Seusai membentuk konsorsium, masih pada bulan yang sama, pemerintah Indonesia menerbitkan beleid penyokongnya. Pada 2018, Cina mengucurkan duit pinjaman US$ 810,4 juta yang akan dipakai untuk merampungkan proyek. Pinjaman itu rencananya digelontorkan dalam tiga tahap.
Setahun setelah Indonesia meneken kesepakatan dengan Cina, pada Mei 2016, Perdana Menteri Jepang Shinzo Abe bertemu dengan Presiden Jokowi di sela-sela Konferensi Tingkat Tinggi G-7. Jepang kembali mengutarakan niatnya terlibat dalam pembangunan proyek kereta semi-cepat Jakarta-Surabaya. Apalagi, Jepang sudah tersalip Cina, setelah pemerintah Indonesia mencanangkan pembangunan kereta cepat Jakarta-Bandung dengan menggandeng negeri tirai bambu.

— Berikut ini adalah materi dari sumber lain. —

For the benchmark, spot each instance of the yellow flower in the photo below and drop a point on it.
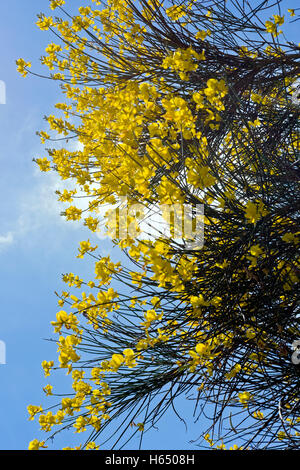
(36, 445)
(22, 65)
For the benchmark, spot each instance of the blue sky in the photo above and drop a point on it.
(36, 244)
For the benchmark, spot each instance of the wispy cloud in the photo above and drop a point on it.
(6, 240)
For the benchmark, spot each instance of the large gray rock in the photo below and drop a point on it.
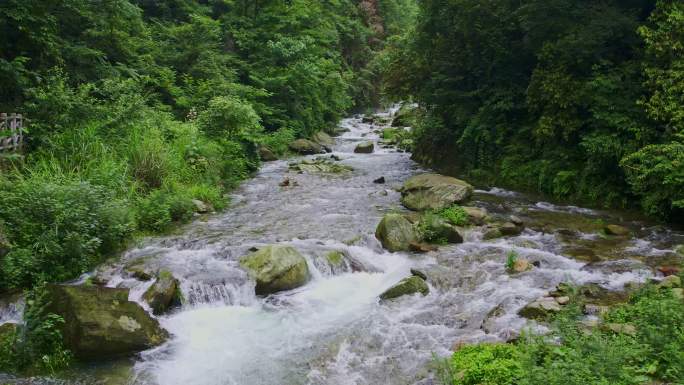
(276, 268)
(306, 147)
(164, 293)
(101, 322)
(541, 308)
(440, 229)
(407, 286)
(364, 148)
(434, 192)
(396, 233)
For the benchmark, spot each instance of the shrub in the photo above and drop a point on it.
(486, 364)
(58, 229)
(231, 118)
(455, 214)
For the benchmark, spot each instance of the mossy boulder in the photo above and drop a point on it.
(434, 192)
(164, 294)
(364, 148)
(335, 258)
(407, 286)
(396, 233)
(276, 268)
(306, 147)
(439, 229)
(101, 322)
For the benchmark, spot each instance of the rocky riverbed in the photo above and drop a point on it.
(321, 272)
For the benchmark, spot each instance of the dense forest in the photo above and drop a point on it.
(143, 115)
(136, 108)
(581, 100)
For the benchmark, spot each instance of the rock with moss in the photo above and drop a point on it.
(396, 233)
(306, 147)
(407, 286)
(434, 192)
(101, 322)
(164, 294)
(438, 229)
(540, 309)
(364, 148)
(276, 268)
(501, 229)
(476, 215)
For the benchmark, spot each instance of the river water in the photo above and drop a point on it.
(334, 331)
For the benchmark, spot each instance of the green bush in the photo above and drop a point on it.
(37, 345)
(486, 364)
(58, 230)
(573, 354)
(456, 215)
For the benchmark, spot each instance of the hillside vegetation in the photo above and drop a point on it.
(578, 99)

Setahun kemudian, pada November 2017, Jokowi dan Shinzo Abe kembali bertemu pada Konferensi Tingkat Tinggi ASEAN di Manila, Filipina. Keduanya kembali membahas kelanjutan proyek kereta semi cepat lintas Jawa.
Lewat rembugan kedua pemimpin negara itu, Jepang pun menawarkan kereta dengan kecepatan 120 kilometer per jam. Namun, Indonesia menolak. Pemerintah menginginkan kereta semi cepat memiliki kecepatan 160 kilometer per jam. Ditambah embel-embel, biaya keseluruhan maksimal dipatok Rp 120 triliun—yang belakangan dilorotkan menjadi Rp 60 triliun saja.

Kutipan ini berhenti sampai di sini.